Unfortunately, past experience and studies of this form of travel have shown that human power is inadequate in relation to the weight of a man-powered aircraft to sustain free flight for any reasonable period of time without the assistance of some form of propulsive power. What my hon. Friend had to say about getting to the House was extremely interesting, but I think even the more athletic hon. Members would be hard put to it to generate the necessary one horse-power or so to sustain flight for any length of time. I am inclined to think that the ratio of weight to power in some of us is not at all reassuring. We are concerned more with the width of our tummies than the width of our chests. All this is doubly unfortunate because, on the other hand, the noise-power ratio would be extremely welcome to residents round London Airport.

I note what my hon. Friend had to say on the subject of flying from submarines, but I think that a little far in the future. And in the absence of any foreseeable military use, I think it difficult for the Government to undertake to give any direct financial support. For that reason, my right hon. Friend in answer to my hon. Friend did say in the House on 14th December that Government financial support would not be appropriate. It is hard to see that this has any future other than as an interesting sport and pastime or perhaps some private use for many years to come.

I might point out that it is possible that financial assistance can be obtained through the Royal Aeronautical Society for persons or organisations submitting promising projects. Such submissions must reach the Society by 31st October, 1960. Although the sum of £1,000 to which my hon. Friend referred has been generously donated by Air Commodore J. G. Weir of the Royal Aeronautical Society, I would not mislead the House by suggesting that there are very large sums available at the moment.

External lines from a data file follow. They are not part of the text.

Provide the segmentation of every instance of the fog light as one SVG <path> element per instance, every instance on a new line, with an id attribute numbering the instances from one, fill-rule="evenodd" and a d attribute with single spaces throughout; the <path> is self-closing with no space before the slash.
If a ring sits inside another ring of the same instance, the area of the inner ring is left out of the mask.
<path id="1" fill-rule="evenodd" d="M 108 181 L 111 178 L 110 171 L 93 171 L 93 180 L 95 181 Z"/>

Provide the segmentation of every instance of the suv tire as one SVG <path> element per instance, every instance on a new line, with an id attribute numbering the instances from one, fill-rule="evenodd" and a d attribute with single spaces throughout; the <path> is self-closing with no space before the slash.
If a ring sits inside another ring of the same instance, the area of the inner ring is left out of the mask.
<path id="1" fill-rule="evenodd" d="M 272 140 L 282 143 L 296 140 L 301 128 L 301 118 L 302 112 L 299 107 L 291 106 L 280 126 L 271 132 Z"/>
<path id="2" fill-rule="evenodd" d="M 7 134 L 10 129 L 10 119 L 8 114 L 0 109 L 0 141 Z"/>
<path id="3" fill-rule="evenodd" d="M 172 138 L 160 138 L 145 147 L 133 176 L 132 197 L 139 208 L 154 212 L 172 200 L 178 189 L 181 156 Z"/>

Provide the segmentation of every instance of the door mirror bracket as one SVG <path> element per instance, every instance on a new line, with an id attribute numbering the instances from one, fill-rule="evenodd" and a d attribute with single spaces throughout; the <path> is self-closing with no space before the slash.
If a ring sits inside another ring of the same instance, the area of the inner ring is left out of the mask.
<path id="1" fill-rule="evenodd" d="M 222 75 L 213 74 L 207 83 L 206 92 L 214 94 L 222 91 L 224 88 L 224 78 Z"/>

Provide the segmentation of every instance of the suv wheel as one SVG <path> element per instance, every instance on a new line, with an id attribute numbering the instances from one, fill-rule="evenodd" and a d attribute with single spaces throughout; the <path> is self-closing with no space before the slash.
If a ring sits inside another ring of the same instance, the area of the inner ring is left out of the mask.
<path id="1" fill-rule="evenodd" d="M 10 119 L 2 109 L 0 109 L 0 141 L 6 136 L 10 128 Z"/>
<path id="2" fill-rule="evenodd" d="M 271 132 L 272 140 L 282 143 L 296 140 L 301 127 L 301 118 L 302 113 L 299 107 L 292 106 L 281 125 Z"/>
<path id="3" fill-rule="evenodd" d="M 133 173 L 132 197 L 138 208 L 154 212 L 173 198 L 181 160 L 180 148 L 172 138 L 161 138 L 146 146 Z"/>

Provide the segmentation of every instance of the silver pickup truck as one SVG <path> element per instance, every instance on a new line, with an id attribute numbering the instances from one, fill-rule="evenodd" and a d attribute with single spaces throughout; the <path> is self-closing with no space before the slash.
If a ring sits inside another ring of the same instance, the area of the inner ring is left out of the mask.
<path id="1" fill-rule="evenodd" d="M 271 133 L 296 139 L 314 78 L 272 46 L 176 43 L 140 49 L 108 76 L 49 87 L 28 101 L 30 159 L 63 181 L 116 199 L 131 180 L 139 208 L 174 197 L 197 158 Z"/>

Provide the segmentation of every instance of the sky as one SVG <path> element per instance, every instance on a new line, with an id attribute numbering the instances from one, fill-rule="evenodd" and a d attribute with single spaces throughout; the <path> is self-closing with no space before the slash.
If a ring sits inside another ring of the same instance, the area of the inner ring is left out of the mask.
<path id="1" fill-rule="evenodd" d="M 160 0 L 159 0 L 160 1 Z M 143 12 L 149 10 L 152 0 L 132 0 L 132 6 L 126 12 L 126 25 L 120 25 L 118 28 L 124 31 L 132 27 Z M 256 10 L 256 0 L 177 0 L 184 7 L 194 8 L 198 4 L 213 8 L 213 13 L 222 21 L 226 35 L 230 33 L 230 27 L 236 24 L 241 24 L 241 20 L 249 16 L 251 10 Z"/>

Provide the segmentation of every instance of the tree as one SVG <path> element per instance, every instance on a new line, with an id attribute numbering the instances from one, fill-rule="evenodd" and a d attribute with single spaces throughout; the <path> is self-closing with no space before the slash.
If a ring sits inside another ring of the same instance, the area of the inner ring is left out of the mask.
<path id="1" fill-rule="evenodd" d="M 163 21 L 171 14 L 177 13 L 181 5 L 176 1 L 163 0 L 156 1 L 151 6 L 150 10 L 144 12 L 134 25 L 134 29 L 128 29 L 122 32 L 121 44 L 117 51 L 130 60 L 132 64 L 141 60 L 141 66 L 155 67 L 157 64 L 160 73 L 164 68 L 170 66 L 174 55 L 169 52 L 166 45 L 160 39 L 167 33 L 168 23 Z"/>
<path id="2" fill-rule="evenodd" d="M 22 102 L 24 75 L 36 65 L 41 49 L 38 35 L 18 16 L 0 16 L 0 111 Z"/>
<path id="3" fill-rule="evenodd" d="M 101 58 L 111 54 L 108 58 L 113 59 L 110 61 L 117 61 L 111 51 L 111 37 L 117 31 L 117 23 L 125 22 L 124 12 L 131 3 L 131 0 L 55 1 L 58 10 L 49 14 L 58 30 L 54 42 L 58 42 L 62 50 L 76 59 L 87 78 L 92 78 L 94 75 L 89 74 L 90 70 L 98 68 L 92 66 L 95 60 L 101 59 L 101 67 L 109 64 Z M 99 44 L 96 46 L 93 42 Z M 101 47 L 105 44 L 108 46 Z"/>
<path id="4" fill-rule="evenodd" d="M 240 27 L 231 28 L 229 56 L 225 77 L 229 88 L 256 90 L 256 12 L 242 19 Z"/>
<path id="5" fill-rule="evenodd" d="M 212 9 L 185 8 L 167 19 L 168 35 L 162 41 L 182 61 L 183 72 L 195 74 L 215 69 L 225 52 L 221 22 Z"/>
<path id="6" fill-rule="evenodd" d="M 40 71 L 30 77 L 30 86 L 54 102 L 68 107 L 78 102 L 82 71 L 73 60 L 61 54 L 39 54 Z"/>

I think that the Society is hoping for further contributions because, although this is, as my hon. Friend said, a matter that some people take rather lightly, the concept of man-powered flight is not without considerable scientific interest. It has a bearing on the design of very light structures and involves a study of extremely sophisticated aeronautical problems.

Although I may not have been able to give my hon. Friend the satisfaction that he would have wished, I can assure him that my right hon. Friend and I are studying the matter with close attention and will await future developments with interest—particularly the possibility that some new design features of wide application may arise.

Mr. Teeling

Before my hon. Friend sits down, can he tell the House about the possibility of the use of wind tunnels?

Mr. Rippon

I indicated that in one case facilities were made available, and in appropriate cases I am sure that we would provide that sort of facility for tests.

Question put and agreed to.

Adjourned accordingly at twenty-four minutes to Eleven o'clock.